Люттвиц схватил телефонную трубку – в глубине души он тут же отдал должное тактичности командующего. Адмирал не стал отдавать приказы подчиненным через «его голову».
– Майор! Начинайте!
– Есть начинать, господин генерал, – в мембране эхом прозвучал голос Браумбаххера. И через несколько секунд германские позиции осветились многочисленными вспышками – пулеметы начали свою смертельную песню. Огонь открыла артиллерия и парочка имевшихся минометов – плацдарм покрылся разрывами. В бинокль было хорошо видно, как засуетились англичане – видимо думали, что ночь проспят в спокойствии и тишине. Ничего, привыкайте джентльмены – немцы вам не зулусы!
На юге пролива буквально пробежали огненные вспышки, на секунды освещая корпуса подкравшихся кораблей. Британские эсминцы активно принялись отвечать – начался бой, в котором Люттвиц ничего не мог понять, пока яркий взрыв не разломал корпус одного из британских «риверов» – видимо на нем взорвались котлы.
– Там наши крейсера и эсминцы, – Шпее спокойным голосом прояснил ситуацию. – Они стреляют из темноты, англичане, как вы видите, прекрасно освещены. Да, вот еще пару «люстр» подвесили – осталось еще четыре, как мне докладывали. А вот и граф Лангсдорф прибыл – сейчас англичане поймут, что такое радар и новые системы управления стрельбой, и в чем их неоспоримое преимущество! Там «Фатерланд» и «Блюхер», генерал – их задача нанести удар по крейсерам охранения и транспортам!

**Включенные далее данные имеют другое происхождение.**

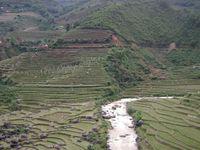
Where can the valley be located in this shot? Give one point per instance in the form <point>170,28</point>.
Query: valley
<point>65,64</point>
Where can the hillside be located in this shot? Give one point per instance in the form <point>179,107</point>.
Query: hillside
<point>149,23</point>
<point>62,60</point>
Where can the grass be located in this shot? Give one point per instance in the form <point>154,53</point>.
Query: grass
<point>170,129</point>
<point>57,91</point>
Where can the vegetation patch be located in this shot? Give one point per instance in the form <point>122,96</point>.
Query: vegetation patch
<point>175,128</point>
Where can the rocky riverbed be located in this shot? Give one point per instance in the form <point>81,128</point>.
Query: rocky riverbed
<point>122,135</point>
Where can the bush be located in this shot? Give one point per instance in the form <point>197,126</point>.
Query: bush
<point>125,67</point>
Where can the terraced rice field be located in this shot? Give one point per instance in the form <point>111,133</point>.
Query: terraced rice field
<point>53,124</point>
<point>169,123</point>
<point>56,92</point>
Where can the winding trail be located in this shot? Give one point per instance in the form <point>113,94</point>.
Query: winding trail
<point>122,136</point>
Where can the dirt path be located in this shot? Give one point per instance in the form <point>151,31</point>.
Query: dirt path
<point>122,136</point>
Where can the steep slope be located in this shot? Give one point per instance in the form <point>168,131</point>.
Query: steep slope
<point>149,23</point>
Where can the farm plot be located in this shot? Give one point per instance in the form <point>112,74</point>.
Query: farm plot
<point>169,123</point>
<point>52,125</point>
<point>57,91</point>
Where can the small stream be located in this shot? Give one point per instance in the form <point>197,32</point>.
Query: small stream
<point>122,136</point>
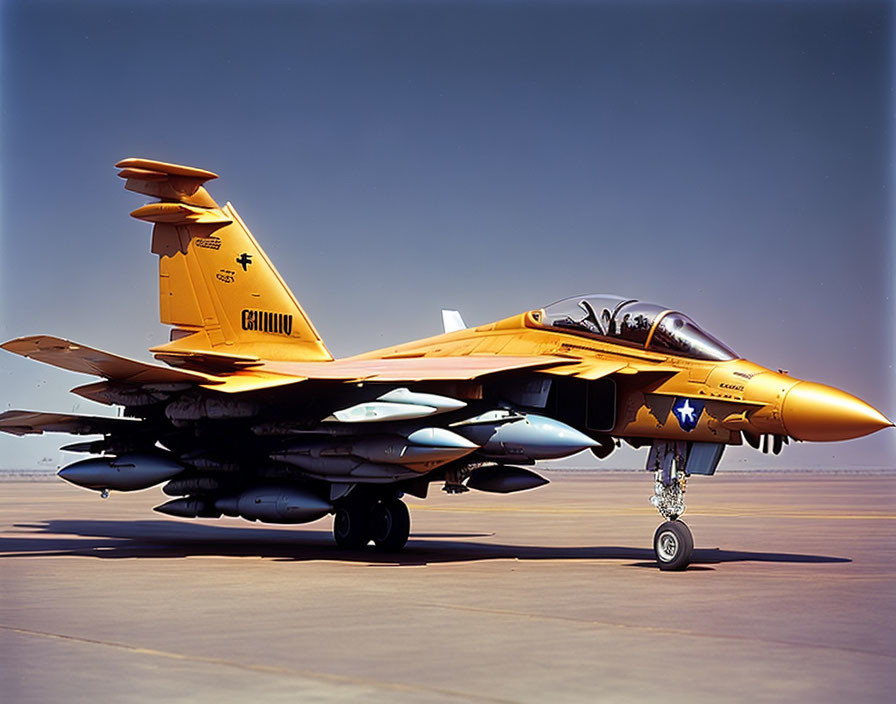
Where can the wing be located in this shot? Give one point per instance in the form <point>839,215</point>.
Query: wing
<point>37,423</point>
<point>412,368</point>
<point>75,357</point>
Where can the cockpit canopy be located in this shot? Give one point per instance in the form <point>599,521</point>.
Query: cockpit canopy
<point>646,325</point>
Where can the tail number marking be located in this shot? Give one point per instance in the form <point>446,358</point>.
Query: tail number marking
<point>265,321</point>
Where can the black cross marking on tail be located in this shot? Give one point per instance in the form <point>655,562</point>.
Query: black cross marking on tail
<point>244,260</point>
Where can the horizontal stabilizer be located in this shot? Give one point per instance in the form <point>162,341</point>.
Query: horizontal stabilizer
<point>86,360</point>
<point>204,361</point>
<point>36,423</point>
<point>167,181</point>
<point>181,214</point>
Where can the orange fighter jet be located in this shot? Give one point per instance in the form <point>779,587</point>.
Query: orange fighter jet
<point>253,417</point>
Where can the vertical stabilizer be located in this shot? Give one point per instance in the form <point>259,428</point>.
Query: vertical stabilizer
<point>217,287</point>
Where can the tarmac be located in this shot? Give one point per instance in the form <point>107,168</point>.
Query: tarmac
<point>546,595</point>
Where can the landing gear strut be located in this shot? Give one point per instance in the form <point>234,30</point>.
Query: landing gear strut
<point>386,522</point>
<point>673,543</point>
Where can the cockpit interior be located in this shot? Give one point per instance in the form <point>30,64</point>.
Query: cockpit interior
<point>647,325</point>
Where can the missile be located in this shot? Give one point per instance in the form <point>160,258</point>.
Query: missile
<point>344,466</point>
<point>395,405</point>
<point>425,448</point>
<point>186,508</point>
<point>182,487</point>
<point>442,404</point>
<point>191,408</point>
<point>529,437</point>
<point>274,504</point>
<point>130,472</point>
<point>502,479</point>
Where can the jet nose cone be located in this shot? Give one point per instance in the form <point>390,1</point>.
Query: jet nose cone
<point>820,413</point>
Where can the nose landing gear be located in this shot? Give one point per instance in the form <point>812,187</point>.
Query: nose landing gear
<point>673,543</point>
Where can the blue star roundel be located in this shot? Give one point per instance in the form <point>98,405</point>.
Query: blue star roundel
<point>687,411</point>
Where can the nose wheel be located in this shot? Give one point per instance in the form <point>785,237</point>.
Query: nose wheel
<point>673,545</point>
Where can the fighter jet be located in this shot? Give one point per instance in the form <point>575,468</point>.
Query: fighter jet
<point>251,416</point>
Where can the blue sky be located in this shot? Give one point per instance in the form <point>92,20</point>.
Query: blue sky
<point>729,159</point>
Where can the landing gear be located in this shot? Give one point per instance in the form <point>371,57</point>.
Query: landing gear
<point>390,524</point>
<point>351,526</point>
<point>673,543</point>
<point>387,523</point>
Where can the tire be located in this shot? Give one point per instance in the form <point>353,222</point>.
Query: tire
<point>390,525</point>
<point>351,527</point>
<point>673,545</point>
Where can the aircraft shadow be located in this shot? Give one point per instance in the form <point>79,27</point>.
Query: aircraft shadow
<point>170,539</point>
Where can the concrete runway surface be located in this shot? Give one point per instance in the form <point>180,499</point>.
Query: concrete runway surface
<point>548,595</point>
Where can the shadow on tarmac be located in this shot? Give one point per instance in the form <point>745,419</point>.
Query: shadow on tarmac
<point>170,539</point>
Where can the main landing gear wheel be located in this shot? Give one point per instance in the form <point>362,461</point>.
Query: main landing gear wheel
<point>673,545</point>
<point>351,526</point>
<point>390,525</point>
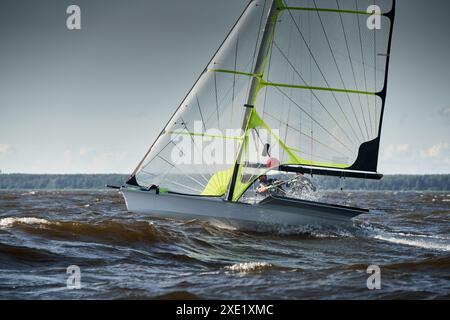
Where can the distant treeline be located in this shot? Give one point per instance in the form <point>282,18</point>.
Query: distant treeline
<point>98,181</point>
<point>60,181</point>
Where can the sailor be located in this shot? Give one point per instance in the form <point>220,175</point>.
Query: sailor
<point>269,186</point>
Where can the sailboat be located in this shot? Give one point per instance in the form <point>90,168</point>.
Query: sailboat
<point>298,87</point>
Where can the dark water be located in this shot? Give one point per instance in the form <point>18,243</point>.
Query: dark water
<point>123,255</point>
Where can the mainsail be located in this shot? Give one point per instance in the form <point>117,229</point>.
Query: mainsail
<point>298,85</point>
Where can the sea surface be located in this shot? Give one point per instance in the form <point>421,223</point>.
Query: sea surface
<point>122,255</point>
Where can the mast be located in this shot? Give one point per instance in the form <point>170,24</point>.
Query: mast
<point>266,42</point>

Темнота на севере разорвалась многочисленными огненными вспышками – а вот сами германские корабли не было видно, хотя Люттвицу показалось, что он изредка видел их размытые из‑за большой дальности силуэты. А вот в проливе и бухте происходило невообразимое. Броненосцы открыли ответный огонь, казалось, что англичане стреляют из всего, что у них есть. И несут потери – были видны разрывы, кое‑где стали разгораться пожары, отблески пламени делали картину сражения впечатляющей, особенно когда погасли последние «люстры». Лютвиц тяжело вздохнул – смесь магния и фосфора необходимо применять в ночных боях не только на море, но и на суше, именно на позициях такая подсветка наиболее необходима.